Thought leaders are trying to bring about transformation in their industry/market/sector/society. I find website strategy work naturally aligns with and creates the greatest value for those organizations working toward deeper changes and a far-reaching vision in their area of expertise.
CEOs/founders and their organizations who don’t identify as thought leaders are still doing important work. However, their website needs tend to lean toward optimization and tactics implementation, which are necessary and valuable, but an area best served by web designers, copywriters, marketers, and developers.
Thought leaders of consulting service organizations touch whole industries often one company or leader at a time to bring about transformation. This tension between transformation of an industry and the implementation of their thinking at a company level creates difficult to resolve website questions in terms of content, messaging, positioning and brand. I enjoy identifying paths to resolve this tension with a website strategy that aligns with a thought leader’s vision.
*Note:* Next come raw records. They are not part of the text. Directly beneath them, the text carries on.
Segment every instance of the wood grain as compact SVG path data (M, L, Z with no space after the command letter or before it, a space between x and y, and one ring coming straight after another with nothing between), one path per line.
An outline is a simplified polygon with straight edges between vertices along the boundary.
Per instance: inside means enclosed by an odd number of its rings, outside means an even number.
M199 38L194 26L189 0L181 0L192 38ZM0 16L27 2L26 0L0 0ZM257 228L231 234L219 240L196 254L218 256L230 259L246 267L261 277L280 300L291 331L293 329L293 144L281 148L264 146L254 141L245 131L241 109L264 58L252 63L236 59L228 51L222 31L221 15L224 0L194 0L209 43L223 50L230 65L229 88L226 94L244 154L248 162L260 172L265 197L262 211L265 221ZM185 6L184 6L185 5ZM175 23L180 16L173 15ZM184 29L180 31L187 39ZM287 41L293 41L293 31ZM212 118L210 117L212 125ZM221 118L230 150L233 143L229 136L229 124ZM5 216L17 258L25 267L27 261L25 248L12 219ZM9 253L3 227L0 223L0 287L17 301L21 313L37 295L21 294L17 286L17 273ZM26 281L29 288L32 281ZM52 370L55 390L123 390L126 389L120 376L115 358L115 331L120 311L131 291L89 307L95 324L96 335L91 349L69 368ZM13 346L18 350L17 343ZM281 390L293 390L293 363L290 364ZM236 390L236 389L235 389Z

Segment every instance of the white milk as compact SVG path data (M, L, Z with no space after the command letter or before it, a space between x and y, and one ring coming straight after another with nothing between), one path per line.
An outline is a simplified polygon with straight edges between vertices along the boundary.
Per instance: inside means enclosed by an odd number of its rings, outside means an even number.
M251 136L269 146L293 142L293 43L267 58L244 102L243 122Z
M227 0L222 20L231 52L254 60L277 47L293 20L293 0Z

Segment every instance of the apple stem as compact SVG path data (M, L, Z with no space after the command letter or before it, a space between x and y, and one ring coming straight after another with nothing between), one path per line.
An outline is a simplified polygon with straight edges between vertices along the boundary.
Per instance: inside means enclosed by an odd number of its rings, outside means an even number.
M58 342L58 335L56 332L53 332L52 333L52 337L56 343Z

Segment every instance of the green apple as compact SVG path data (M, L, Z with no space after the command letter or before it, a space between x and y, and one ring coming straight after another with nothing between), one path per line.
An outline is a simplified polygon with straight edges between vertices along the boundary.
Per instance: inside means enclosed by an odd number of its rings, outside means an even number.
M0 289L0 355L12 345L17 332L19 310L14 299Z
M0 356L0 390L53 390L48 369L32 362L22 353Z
I’ve found that thought leaders who run a solo practice generally a) can’t see their website’s potential b) therefore don’t think they need to spend much money on strategy or implementation so they c) design their website themselves or hire a website in a day/week service to do it for them. I know this because I’ve seen the sentiment expressed publically by many thought leaders who are solo and fight the same tendency myself.
Thought leaders of small to medium-sized organizations tend to appreciate the value of website strategy (or are willing to be educated) and want expertise from outside their organization brought in to help their team. That’s where I can deliver the greatest value.
Thought leaders of large consulting firms (over 100 employees) often have internal teams or outside agencies dedicated to website design, development, and implementation. And due to their size, they must represent the needs of many internal stakeholders, which almost by default dictates optimization and maintenance of the status quo rather than transformative website strategy work.
As such, in 2022 Frank McClung Advisory will:
a. Scale back new client work to only service existing and legacy design/development clients. I may take on a new advisory client or two, so just ask.
b. Continue sending out my newsletter, Contrails, with will focus on website strategy insight specific to thought leaders of consulting services organizations.
c. Conduct small-scale research related to website strategy reviews of these types of firms.
d. Develop new service offerings for 2023 for strategy consulting that I hope you will find valuable.
One caveat to all this: the execution of this plan is contingent upon how things work with family responsibilities (i.e. caregivers for our live-in mothers who are both in their 80’s with health issues, and we homeschool our 7 and 14-year-old boys).